Two-dimensional copper perovskites for barocaloric devices operating circa 100 ºC

Abstract

Current cooling systems and heat pumps use vapor compression cycles with hydrofluorocarbons (HFCs) as refrigerants. These devices are a major source of greenhouse gases due to their limited efficiency and the huge global warming potential (GWP) of HFCs when leaked into the atmosphere. In the search for a more sustainable and efficient future, there is growing interest in materials that exhibit first-order solid-solid phase transitions with significant latent heat. These materials are being explored for barocaloric devices for solid-state cooling and heating applications. Two-dimensional perovskites with the chemical formula [A]2BX4, where A is an organic cation, such as an alkylammonium chain, M is a divalent metal (B = Co, Zn, Cu, Mn), X is a halogen atom (X = Cl, Br), are emerging as excellent material candidates for these applications, as their chemical flexibility allows tuning of the crystal structure and transition properties (e.g., temperature and latent heat).

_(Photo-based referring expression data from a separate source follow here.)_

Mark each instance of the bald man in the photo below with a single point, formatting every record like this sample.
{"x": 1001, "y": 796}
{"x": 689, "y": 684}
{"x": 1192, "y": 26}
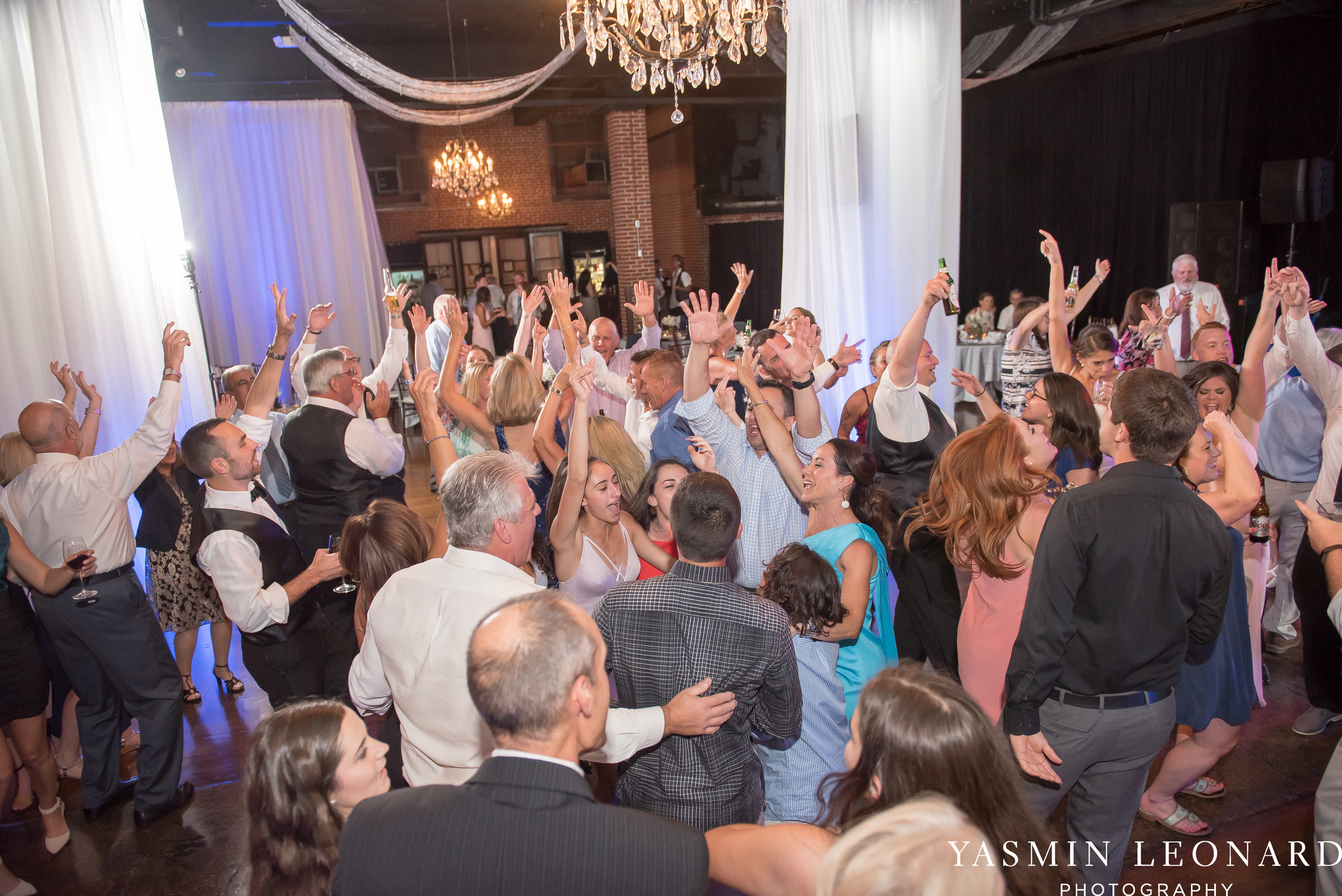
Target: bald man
{"x": 1177, "y": 305}
{"x": 603, "y": 338}
{"x": 525, "y": 822}
{"x": 111, "y": 646}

Until now, two-dimensional halide perovskites have been prepared with up to 16 carbons in the alkylammonium chain, which exhibit energetic phase transitions at temperatures relatively close to room temperature for domestic applications. To develop heat pumps for industrial processes, research into materials that exhibit the barocaloric effect at higher temperatures (e.g., 80-120 ºC) has emerged. This work reports on the preparation of [Cn]2CuCl4 and [Cn]2CuBr4 (n =16, 18, 19, 20 and 22) and the characterization of the crystal structure by powder and single-crystal X-ray diffraction. Differential scanning calorimetry analysis of [C20]2CuBr4 and [C22]2CuBr4 show a large latent heat (60.5 J g-1 and 65.9 J g-1) at 98.1 ºC and 103.9 ºC, respectively.